Con una propuesta que trasciende lo puramente deportivo, el evento tiene como objetivo fortalecer el vínculo del club con la ciudadanía, al mismo tiempo que promueve el respeto por el entorno natural y una forma de ocio responsable en las playas de la provincia.

El teniente alcalde, Óscar Ledesma, acompañó la jornada y mostró su entusiasmo por la implicación del Cádiz CF en este tipo de propuestas. “Es una oportunidad magnífica para seguir haciendo crecer la afición y animar al equipo en su lucha por regresar a Primera”, expresó. También agradeció la presencia de Paco Baena, histórico goleador del club, quien participó activamente durante la jornada.

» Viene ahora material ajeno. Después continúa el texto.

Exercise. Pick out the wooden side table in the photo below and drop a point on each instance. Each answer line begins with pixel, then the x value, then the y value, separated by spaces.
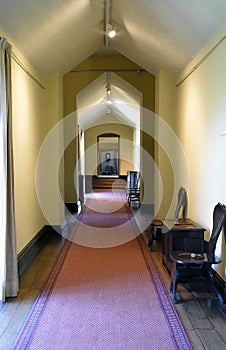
pixel 181 235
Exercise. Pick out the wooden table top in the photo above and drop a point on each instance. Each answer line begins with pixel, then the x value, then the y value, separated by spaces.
pixel 180 224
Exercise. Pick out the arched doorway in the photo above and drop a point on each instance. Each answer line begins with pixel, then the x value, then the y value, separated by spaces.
pixel 108 155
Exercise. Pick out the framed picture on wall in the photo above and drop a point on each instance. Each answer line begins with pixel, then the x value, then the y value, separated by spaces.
pixel 108 156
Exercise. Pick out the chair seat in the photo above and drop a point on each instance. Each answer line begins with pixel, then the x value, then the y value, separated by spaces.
pixel 181 257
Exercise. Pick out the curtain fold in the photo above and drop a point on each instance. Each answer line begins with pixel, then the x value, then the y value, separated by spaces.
pixel 8 257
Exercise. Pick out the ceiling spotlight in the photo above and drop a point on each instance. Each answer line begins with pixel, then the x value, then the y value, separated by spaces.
pixel 109 30
pixel 112 34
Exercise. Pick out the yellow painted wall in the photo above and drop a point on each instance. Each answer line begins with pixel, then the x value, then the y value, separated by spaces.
pixel 165 109
pixel 28 111
pixel 35 111
pixel 75 82
pixel 199 121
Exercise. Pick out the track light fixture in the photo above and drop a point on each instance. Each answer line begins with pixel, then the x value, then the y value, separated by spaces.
pixel 109 31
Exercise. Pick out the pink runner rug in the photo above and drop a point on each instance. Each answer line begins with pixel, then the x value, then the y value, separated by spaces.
pixel 104 299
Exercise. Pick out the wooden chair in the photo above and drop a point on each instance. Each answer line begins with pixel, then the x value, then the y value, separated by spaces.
pixel 188 266
pixel 133 187
pixel 156 224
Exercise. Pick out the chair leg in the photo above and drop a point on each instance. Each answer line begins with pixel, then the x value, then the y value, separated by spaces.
pixel 174 282
pixel 151 237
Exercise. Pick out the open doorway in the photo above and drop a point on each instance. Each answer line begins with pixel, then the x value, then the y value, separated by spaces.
pixel 108 155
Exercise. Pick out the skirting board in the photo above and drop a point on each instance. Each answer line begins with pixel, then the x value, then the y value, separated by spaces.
pixel 33 248
pixel 220 285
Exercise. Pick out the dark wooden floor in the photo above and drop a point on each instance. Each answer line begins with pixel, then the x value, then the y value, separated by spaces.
pixel 204 319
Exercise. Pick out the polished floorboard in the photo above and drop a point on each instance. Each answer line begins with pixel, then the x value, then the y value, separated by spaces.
pixel 203 317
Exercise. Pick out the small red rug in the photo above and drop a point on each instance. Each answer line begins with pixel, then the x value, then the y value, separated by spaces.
pixel 104 299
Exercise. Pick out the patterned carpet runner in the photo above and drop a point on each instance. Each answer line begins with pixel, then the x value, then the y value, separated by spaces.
pixel 108 298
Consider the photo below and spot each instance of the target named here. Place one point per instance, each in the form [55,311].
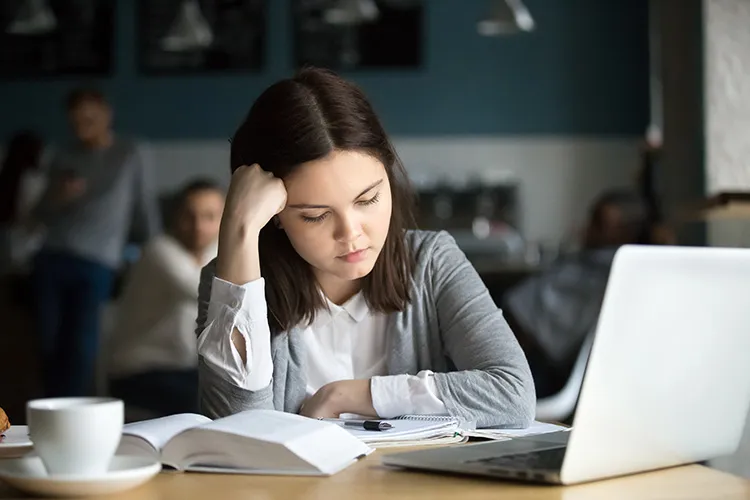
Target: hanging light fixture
[190,30]
[506,17]
[351,12]
[34,17]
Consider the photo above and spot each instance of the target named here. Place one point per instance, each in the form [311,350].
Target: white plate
[15,442]
[29,475]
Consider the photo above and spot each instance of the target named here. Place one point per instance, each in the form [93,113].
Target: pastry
[4,422]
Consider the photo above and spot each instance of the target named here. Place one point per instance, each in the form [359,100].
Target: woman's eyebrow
[307,205]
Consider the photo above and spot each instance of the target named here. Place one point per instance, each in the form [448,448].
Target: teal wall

Baena, muy cercano con el público, puso en valor el papel de estos encuentros para sembrar el cadismo entre las nuevas generaciones: “Lo importante es que los niños conozcan al Cádiz, se identifiquen con sus valores y se enamoren del escudo”.

La actividad, pensada para todas las edades, ofreció una programación repleta de entretenimiento: desde partidos de fútbol y zonas de juego interactivas hasta asesoramiento digital mediante códigos QR y espacios fotográficos ambientados con los símbolos y colores del club.

Uno de los grandes atractivos fue la “Mini Mirandilla”, un campo de fútbol hinchable de grandes dimensiones donde niños y niñas pudieron vivir su particular experiencia amarilla. Además, las carpas informativas y el autobús oficial del Cádiz CF, decorado para la ocasión, completaron una jornada que combinó emoción, deporte y conciencia ecológica.